Cast members rehearse in Burbank Hall in advance of the show’s Nov. 25 opener.

Celine Gossage, Staff Writer

The Santa Rosa Junior College Theatre Arts department marches to the beat of the drum with its upcoming production of the Music Man, slated to open on Nov. 25.

Set in a small town in Iowa during 1912, the musical tells the story of Harold Hill, a con man who goes from town to town duping townspeople of their money, but finds his plans interrupted when he falls in love with a young librarian.

“He’s pretending he’s this great music director and he’s not, he’s a total con man,” said John Shillington, director of the musical.

Trevor Hoffmann, who plays the role of Harold Hill, says, “Hill’s basic gig is going to a town, find or invent a social problem, stir up the water to catch some fish and then spring it on the town that he’s going to fix everything by organizing the youth of the city into a marching band.”

The musical often pokes fun at Iowans, where writer Meredith Wilson grew up. “It’s a very rigid community that’s very cantankerous and always wanting to argue about everything,” Shillington said.

When Harold arrives in a small town in Iowa, he inadvertently reawakens the townspeople and brings the world alive.

“He takes them from a black-and-white, rigid right-and-wrong existence to this other world,” Shillington said. “What Harold does is he gets you to go outside because outside is where the magic happens.”

“It took me ages to understand that there was anything bad about Harold Hill,” Hoffmann said.

Maureen O’Neill plays the role of Mrs. Paroo, the Irish mother of Marian and Winthrop, who also find their lives changed by Harold Hill.

“Winthrop is the little boy [who] is very shy and closed off in the beginning and Harold really opens him up and that is what wins Marian’s heart,” O’Neill said. “I’ve been told by a number of people that I am the youngest Mrs. Paroo that they’ve seen before.”

O’Neill has had several roles where she’s been cast as the mother. She worked with a voice coach to fine tune her Irish accent for the role.

“Being the mother of the roles lent itself to being the mother of the cast in some ways,” O’Neill said.

Hoffmann said Shillington has pushed him to stretch himself mentally for the production. “John is a director who’s going to go straight for how you feel, straight for the heart of the matter, straight for the human-to-human interrelation.”

Shillington says he’s experimenting with breaking the fourth wall in his production of the Music Man. “I treat the audience members like they’re Iowans and that Harold Hill is actually talking to you when he’s trying to con you.”

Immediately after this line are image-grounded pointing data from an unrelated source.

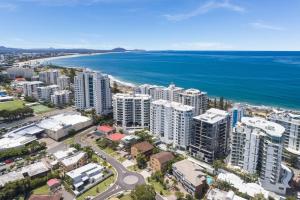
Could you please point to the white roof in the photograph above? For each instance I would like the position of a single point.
(73, 159)
(20, 136)
(271, 128)
(212, 116)
(60, 121)
(250, 188)
(79, 171)
(64, 153)
(172, 104)
(132, 96)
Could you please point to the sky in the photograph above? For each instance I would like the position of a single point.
(151, 24)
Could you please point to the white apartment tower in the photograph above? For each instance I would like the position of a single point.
(49, 77)
(61, 97)
(256, 147)
(291, 123)
(195, 98)
(131, 111)
(210, 135)
(63, 82)
(92, 90)
(171, 122)
(44, 93)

Hoffmann fell in love with the musical when he was 5 years old. “All I understood was he starts singing and suddenly other people can sing, he starts dancing and suddenly other people can dance. It was musical theater instilled into one show.”

O’Neill grew up loving the musical as well, until she got into more serious plays and thought the musical was something that lacked substance.
“It was really through doing auditions and seeing how much depth John had as a director that I realized we’re going to discover a whole new layer for this production,” O’Neill said. “This is the kind of production where it doesn’t feel forced because there’s so much behind it.”

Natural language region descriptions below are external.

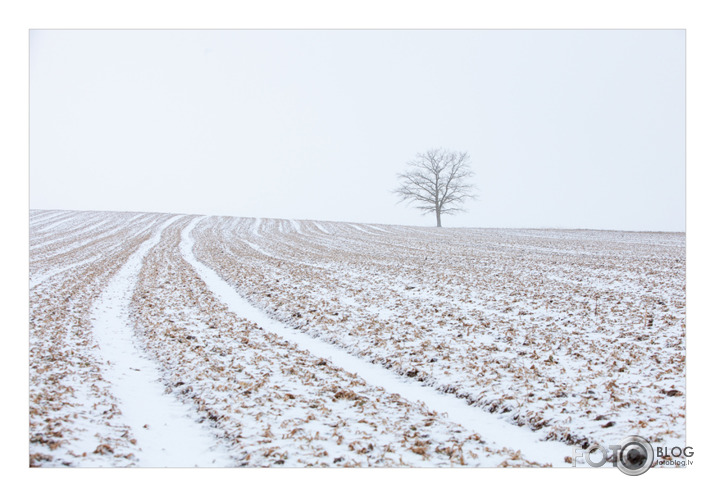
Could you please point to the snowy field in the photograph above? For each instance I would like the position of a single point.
(177, 340)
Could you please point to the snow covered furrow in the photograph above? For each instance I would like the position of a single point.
(277, 404)
(73, 412)
(165, 434)
(479, 313)
(491, 428)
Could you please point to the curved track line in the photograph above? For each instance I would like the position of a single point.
(490, 428)
(164, 428)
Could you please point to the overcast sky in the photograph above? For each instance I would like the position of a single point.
(566, 129)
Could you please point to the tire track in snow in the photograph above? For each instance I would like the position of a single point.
(167, 434)
(490, 427)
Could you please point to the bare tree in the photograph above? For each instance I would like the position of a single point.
(436, 181)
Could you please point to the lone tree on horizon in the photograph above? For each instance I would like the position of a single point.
(436, 181)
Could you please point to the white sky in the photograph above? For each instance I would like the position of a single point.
(566, 129)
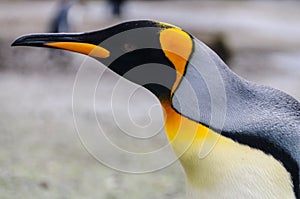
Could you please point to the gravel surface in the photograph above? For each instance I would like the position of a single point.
(43, 155)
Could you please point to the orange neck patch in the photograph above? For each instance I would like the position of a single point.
(180, 128)
(177, 45)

Hoffmann said, “You watch this musical and there is immediately something magical about it. A lie can be beautiful if you’re super committed to it.”

Shillington hopes with his production the audience will have the ability to participate in the experience. “Jubilant, thrilled, they want to join the band as well and just realize how amazing this moment is that we have music in our lives,” he said.

Hoffmann added, “It’s very special even though we know it already, it’s still special because there’s still stuff to find in it and still some stuff to learn.”

Shillington described why he loved this muscical. “I think the play has a great heart behind it about people who start opening up to the mystery of life, which is the magic of music that connects us all.”


The musical will run in Burbank Hall weekends from Nov. 25- Dec. 11, with both afternoon and evening performances. The production dates and times are Nov. 25, 26, Dec. 1, 2, 3, 8, 9, 10 at 7:30 p.m. and Nov. 27, Dec. 3, 4, 10, 11 at 1:30 p.m. General Admission is $22, student and senior prices are $16, and admission is $12 for children 12 and under.